A pair of EPAs prepared in advance avoids this entire process.
How to revoke or change an EPA
An EPA can be changed or revoked at any time while the donor still has mental capacity:
- Revocation — the donor signs a written notice of revocation and gives a copy to the attorney. The PPPR Act requires written notice; verbal revocation is not effective.
- Variation — for minor changes, a deed of variation can be signed.
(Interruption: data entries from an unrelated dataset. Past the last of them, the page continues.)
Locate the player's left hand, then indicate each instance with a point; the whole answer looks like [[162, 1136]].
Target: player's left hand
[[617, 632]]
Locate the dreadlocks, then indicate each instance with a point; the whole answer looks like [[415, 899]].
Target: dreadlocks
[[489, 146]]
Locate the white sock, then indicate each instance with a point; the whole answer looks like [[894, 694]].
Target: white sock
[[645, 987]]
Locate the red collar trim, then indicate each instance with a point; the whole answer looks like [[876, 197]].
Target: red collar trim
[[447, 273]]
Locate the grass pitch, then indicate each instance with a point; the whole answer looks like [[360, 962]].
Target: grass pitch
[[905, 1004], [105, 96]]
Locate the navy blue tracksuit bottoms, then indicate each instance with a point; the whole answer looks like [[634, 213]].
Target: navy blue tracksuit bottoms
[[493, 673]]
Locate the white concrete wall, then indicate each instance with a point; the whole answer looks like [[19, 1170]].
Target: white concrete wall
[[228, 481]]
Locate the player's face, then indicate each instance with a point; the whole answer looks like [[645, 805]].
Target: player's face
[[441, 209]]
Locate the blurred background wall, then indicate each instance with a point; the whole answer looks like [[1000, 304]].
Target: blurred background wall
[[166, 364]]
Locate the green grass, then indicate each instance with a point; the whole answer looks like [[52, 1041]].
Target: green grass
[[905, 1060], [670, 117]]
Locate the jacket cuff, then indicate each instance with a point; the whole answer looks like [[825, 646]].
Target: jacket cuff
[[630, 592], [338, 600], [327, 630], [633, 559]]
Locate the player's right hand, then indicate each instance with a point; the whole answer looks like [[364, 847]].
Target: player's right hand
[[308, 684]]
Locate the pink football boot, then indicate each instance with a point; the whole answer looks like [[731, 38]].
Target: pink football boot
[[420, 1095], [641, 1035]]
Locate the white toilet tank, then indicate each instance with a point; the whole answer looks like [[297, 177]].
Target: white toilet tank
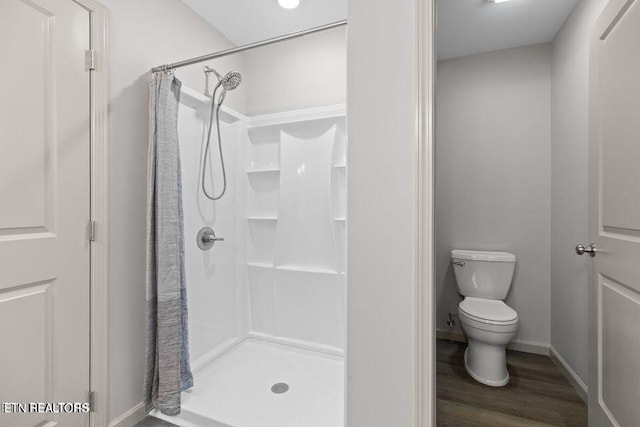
[[483, 274]]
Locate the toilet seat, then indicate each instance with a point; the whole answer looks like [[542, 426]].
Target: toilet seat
[[487, 311]]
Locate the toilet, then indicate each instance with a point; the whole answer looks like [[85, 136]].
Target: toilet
[[484, 279]]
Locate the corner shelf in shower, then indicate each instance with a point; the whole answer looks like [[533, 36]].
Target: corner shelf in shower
[[297, 268], [262, 218], [264, 170]]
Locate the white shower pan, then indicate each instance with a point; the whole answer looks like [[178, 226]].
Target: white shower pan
[[235, 389]]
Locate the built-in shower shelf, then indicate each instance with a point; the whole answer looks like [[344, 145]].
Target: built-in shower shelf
[[298, 268], [265, 170], [262, 218], [260, 264], [304, 269], [267, 129]]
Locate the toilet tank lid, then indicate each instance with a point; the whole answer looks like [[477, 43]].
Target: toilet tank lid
[[483, 255]]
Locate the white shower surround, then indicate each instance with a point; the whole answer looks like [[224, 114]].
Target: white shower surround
[[277, 282]]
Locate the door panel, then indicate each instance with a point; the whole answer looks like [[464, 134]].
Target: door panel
[[44, 207], [614, 217]]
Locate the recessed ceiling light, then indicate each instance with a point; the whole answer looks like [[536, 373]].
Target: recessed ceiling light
[[291, 4]]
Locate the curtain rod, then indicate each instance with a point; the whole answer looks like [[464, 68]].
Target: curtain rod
[[249, 46]]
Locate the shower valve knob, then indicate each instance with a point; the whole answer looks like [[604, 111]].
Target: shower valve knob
[[207, 237]]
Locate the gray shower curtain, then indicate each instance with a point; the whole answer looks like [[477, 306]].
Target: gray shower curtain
[[167, 371]]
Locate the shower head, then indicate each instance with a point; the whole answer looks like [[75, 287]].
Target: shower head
[[229, 81]]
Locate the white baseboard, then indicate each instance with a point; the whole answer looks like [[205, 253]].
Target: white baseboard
[[525, 346], [130, 418], [568, 372]]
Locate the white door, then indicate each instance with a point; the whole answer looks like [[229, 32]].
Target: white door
[[614, 217], [44, 208]]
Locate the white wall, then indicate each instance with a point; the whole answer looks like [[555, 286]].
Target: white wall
[[217, 294], [302, 73], [382, 201], [143, 34], [569, 186], [493, 174]]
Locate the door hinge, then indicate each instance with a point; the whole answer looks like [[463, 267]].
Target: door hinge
[[89, 60], [92, 401], [92, 231]]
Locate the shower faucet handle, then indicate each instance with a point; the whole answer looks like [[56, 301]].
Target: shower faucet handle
[[207, 237]]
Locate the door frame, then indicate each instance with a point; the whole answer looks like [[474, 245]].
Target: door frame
[[99, 257], [426, 18]]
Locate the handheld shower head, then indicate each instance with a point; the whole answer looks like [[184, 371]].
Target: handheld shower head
[[229, 81]]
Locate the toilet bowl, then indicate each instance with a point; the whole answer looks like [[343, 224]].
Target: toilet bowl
[[490, 325], [484, 279]]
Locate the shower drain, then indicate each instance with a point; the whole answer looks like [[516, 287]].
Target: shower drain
[[280, 388]]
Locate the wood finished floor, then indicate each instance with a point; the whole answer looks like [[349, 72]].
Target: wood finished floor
[[538, 394]]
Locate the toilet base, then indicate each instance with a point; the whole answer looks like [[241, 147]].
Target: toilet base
[[486, 363]]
For substantive changes (different attorney, different scope), a fresh EPA is usually drafted with an express revocation clause cancelling the previous one.
- Automatic ending — an EPA ends on the donor's death, the attorney's death, the attorney becoming mentally incapable, the attorney becoming bankrupt (Property EPA), or the dissolution of a marriage if the spouse was the attorney (unless the EPA expressly says otherwise).
Once the donor has lost capacity, only the Family Court can vary or revoke an existing EPA, on application by a family member, the welfare guardian, or another interested party.
Common conditions and restrictions
An EPA does not have to give the attorney unlimited authority. Common restrictions written into NZ EPAs include:
- Requirement to consult named family members before major decisions (such as selling the family home);
- Cap on gifts the attorney can make from the donor's estate without further consent;
- Requirement to provide the donor's accountant or another nominated person with annual statements;
- Specific instructions about residential care (e.g. "remain in own home for as long as practicable");
- Limits on the attorney's ability to act in transactions where the attorney has a conflict of interest.
These conditions are agreed at drafting and written into the EPA itself. A well-drafted EPA balances giving the attorney enough authority to act efficiently against the donor's wish for oversight.